Cadila Pharma ranks 24th in the pharma market in India and has a value market share of around 0.7 percent. It has shown a robust five-year compound annual growth rate (CAGR) of approximately 9 percent, explains Sheetal Sapale, vice president-commercial, Pharmarack Technologies Ltd.

“The company has been traditionally a strong player in the gastro segment with legacy brand Aciloc, which has a wide acceptance in the category. While the gastro therapy for the company continues to grow stronger, we also see some other therapies like gynaecological, nutritionals, and some other therapies gradually becoming stronger for the company in the recent months.”

Rajiv’s “unwavering commitment” to innovation has always been inspiring, says Preetha Reddy, executive vice chairperson, Apollo Hospitals. “Moreover, his deep-rooted expertise in the pharmaceutical industry, combined with a profound understanding of business dynamics, inspires those around him to push boundaries. Working with him has been an embodiment of shared goals, mutual respect, and a collective pursuit of advancements.” In 2006, Cadila entered a joint venture with Apollo Hospitals Group to manage Apollo Hospitals, Ahmedabad.

How Cadila's Rajiv Modi merges science and spirituality in his life and business

Succession Planning

After the Forbes India interaction, Modi’s next appointment was fixed with his son, also named Rajiv. Junior Rajiv, who is studying abroad in college, has not joined the business yet. But the father is confident that he will. The duo share a very close bond. “He works round the clock,” Rajiv tells us.

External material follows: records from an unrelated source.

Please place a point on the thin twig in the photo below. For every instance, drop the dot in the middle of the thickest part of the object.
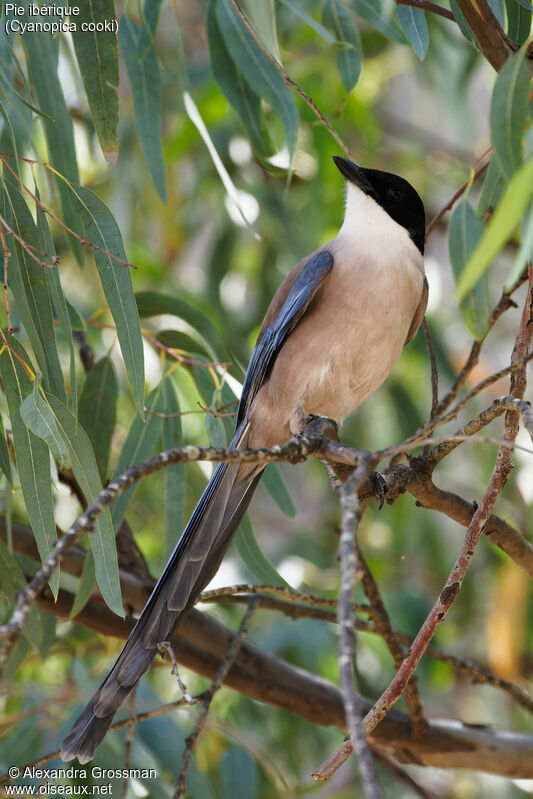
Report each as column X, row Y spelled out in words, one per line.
column 222, row 671
column 348, row 557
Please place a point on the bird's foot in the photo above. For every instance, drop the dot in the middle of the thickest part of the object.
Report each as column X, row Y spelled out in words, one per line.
column 380, row 487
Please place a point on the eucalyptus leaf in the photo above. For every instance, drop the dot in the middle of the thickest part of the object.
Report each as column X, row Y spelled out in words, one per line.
column 102, row 230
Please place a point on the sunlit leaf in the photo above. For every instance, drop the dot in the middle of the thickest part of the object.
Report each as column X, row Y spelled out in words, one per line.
column 508, row 111
column 502, row 224
column 97, row 410
column 414, row 25
column 31, row 454
column 102, row 230
column 349, row 49
column 97, row 56
column 102, row 538
column 464, row 234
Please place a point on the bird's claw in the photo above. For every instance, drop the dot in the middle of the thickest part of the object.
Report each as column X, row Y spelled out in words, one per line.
column 380, row 487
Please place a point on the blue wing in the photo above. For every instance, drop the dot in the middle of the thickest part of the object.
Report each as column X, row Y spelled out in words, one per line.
column 297, row 302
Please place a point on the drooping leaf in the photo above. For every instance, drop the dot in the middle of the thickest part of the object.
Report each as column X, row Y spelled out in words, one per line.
column 415, row 27
column 236, row 89
column 349, row 49
column 504, row 220
column 238, row 774
column 175, row 476
column 140, row 444
column 154, row 303
column 98, row 408
column 278, row 490
column 464, row 235
column 97, row 55
column 31, row 454
column 508, row 111
column 43, row 52
column 59, row 304
column 28, row 283
column 102, row 230
column 143, row 69
column 258, row 71
column 86, row 586
column 39, row 418
column 380, row 14
column 102, row 538
column 518, row 21
column 5, row 460
column 254, row 559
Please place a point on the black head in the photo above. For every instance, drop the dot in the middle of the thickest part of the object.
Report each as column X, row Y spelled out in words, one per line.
column 394, row 194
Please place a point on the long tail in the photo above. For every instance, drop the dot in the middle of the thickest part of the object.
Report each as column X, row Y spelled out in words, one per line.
column 191, row 566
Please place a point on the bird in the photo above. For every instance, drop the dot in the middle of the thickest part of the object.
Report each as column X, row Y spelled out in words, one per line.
column 331, row 335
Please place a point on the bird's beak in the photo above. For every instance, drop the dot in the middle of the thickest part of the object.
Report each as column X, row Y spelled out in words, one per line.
column 354, row 173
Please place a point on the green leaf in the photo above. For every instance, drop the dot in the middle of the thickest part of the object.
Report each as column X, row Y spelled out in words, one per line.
column 57, row 297
column 508, row 111
column 462, row 24
column 320, row 29
column 501, row 226
column 254, row 559
column 38, row 417
column 154, row 303
column 258, row 71
column 139, row 445
column 102, row 230
column 493, row 187
column 98, row 409
column 524, row 253
column 238, row 93
column 380, row 14
column 5, row 460
column 30, row 290
column 143, row 70
column 518, row 21
column 175, row 476
column 97, row 55
column 238, row 774
column 349, row 49
column 464, row 235
column 43, row 54
column 31, row 454
column 277, row 489
column 85, row 470
column 415, row 27
column 86, row 586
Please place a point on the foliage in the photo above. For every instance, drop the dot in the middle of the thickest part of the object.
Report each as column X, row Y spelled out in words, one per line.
column 100, row 354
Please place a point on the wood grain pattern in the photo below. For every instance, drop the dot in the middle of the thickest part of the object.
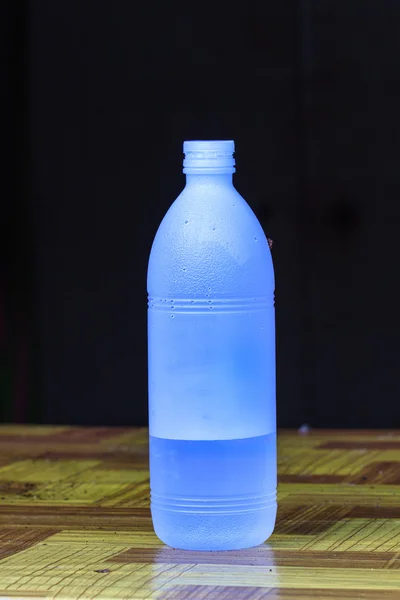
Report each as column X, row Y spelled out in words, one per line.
column 75, row 522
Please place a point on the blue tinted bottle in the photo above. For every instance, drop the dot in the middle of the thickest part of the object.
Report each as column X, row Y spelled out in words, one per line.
column 211, row 340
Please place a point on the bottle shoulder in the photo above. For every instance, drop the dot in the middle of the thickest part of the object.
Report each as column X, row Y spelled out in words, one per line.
column 210, row 241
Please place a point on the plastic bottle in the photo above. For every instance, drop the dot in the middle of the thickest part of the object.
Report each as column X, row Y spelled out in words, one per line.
column 211, row 335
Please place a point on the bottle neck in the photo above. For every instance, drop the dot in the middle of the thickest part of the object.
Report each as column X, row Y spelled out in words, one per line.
column 217, row 179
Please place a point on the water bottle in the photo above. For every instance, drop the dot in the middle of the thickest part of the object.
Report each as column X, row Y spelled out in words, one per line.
column 211, row 344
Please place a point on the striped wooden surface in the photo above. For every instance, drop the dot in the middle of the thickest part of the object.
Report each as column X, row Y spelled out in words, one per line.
column 75, row 521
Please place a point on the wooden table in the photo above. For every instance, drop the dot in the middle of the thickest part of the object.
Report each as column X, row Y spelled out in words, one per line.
column 75, row 521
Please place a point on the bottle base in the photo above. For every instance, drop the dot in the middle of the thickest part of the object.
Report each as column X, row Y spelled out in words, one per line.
column 214, row 532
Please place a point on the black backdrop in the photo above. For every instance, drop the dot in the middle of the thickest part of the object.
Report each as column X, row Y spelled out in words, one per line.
column 103, row 94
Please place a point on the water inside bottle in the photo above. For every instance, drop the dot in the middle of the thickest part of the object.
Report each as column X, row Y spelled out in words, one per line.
column 213, row 494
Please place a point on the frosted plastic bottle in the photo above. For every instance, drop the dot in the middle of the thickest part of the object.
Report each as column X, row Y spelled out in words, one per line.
column 211, row 340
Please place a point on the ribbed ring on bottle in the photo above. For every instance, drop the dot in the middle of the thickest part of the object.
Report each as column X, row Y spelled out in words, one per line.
column 223, row 505
column 201, row 305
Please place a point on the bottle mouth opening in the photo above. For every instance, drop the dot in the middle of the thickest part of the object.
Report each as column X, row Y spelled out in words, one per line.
column 209, row 154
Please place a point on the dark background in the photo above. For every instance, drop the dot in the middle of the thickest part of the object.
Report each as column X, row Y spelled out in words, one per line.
column 97, row 97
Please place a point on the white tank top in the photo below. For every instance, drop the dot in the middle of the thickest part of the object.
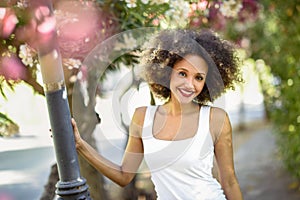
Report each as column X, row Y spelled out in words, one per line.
column 182, row 169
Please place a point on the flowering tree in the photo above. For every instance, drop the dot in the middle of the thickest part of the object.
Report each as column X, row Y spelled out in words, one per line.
column 82, row 24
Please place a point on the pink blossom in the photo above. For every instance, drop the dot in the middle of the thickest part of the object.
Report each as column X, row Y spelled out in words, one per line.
column 12, row 68
column 8, row 22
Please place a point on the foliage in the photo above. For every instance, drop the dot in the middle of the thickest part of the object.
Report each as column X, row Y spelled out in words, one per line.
column 275, row 38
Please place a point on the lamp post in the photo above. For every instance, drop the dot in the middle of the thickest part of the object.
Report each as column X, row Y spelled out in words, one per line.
column 71, row 185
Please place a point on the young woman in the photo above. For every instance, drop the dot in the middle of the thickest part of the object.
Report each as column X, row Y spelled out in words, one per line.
column 179, row 139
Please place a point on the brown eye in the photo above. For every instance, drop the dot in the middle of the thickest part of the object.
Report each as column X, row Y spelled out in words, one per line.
column 182, row 74
column 199, row 78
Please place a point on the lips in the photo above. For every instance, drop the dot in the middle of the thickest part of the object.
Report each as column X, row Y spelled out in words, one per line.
column 185, row 92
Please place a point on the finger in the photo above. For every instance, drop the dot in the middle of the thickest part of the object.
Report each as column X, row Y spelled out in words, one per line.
column 74, row 124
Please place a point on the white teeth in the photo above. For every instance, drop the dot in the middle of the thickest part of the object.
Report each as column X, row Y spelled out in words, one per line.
column 185, row 92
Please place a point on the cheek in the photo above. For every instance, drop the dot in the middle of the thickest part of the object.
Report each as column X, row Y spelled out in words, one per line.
column 200, row 86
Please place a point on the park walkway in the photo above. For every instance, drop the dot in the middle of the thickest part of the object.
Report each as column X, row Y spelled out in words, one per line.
column 258, row 167
column 259, row 170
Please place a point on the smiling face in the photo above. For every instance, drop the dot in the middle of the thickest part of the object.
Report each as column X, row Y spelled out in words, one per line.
column 188, row 78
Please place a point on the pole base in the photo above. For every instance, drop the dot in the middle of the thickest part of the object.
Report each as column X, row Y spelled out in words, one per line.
column 73, row 190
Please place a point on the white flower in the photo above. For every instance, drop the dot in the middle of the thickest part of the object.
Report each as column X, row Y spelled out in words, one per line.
column 128, row 43
column 72, row 63
column 230, row 8
column 131, row 3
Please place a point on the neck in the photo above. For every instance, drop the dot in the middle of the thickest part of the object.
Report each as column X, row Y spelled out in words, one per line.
column 173, row 107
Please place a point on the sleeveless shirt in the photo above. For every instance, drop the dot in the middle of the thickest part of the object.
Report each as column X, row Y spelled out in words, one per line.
column 182, row 169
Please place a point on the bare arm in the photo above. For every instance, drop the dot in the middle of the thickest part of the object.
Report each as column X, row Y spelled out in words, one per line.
column 224, row 154
column 132, row 158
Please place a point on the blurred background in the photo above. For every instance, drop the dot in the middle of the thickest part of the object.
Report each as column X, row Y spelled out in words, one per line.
column 264, row 111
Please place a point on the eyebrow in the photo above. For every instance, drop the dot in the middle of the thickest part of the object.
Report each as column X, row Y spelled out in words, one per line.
column 182, row 68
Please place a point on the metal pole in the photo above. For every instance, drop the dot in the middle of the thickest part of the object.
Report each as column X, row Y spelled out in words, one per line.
column 71, row 186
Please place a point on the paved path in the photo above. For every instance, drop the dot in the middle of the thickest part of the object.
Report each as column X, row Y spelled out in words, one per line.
column 259, row 170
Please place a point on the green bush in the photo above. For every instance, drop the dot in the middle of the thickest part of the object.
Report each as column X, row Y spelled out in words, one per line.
column 275, row 38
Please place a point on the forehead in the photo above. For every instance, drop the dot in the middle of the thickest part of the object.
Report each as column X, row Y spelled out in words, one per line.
column 193, row 63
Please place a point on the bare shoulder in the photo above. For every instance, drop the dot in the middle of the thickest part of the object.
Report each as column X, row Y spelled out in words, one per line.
column 139, row 115
column 137, row 121
column 219, row 123
column 218, row 115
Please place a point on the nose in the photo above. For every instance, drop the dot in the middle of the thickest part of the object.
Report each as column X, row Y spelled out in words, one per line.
column 189, row 83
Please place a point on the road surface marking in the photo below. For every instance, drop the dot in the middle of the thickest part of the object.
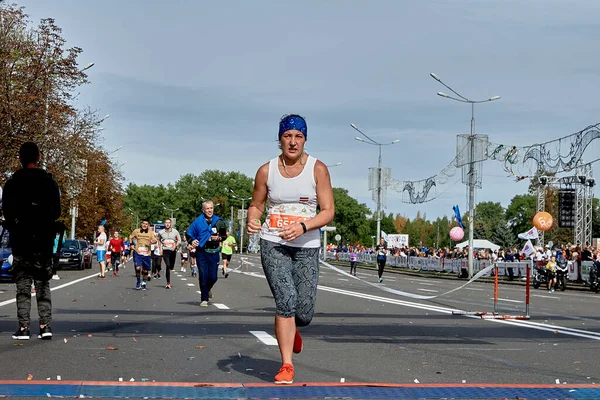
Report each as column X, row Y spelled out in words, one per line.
column 545, row 297
column 512, row 301
column 95, row 275
column 265, row 338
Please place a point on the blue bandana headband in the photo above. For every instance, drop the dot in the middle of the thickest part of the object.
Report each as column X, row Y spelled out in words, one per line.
column 292, row 122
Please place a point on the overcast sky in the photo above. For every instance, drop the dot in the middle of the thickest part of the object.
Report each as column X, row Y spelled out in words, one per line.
column 195, row 85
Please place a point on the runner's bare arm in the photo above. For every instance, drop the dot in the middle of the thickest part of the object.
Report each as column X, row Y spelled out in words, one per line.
column 259, row 198
column 324, row 198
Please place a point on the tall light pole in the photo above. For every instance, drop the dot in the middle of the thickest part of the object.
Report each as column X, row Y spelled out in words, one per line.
column 471, row 185
column 379, row 199
column 243, row 219
column 170, row 209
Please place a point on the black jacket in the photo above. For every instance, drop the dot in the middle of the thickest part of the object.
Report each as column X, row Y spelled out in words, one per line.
column 31, row 205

The son is fond of travelling by trains. Currently on a voyage of self-discovery, he works on voluntary assignments and seeks his father’s views when needed. “Why are you investing so much in factories? In 10 years with artificial intelligence there will be no factories,” he tells his father. Rajiv laughs. Asked how he would react if his son decides to take the company public, he says, “The day he takes over, he is free to chart his own course.”

How Cadila Pharma evolves in future will depend on how legacy values and a rapidly-changing world come together, and how old makes way for the new. The challenge may well be in knowing what to keep and what to discard.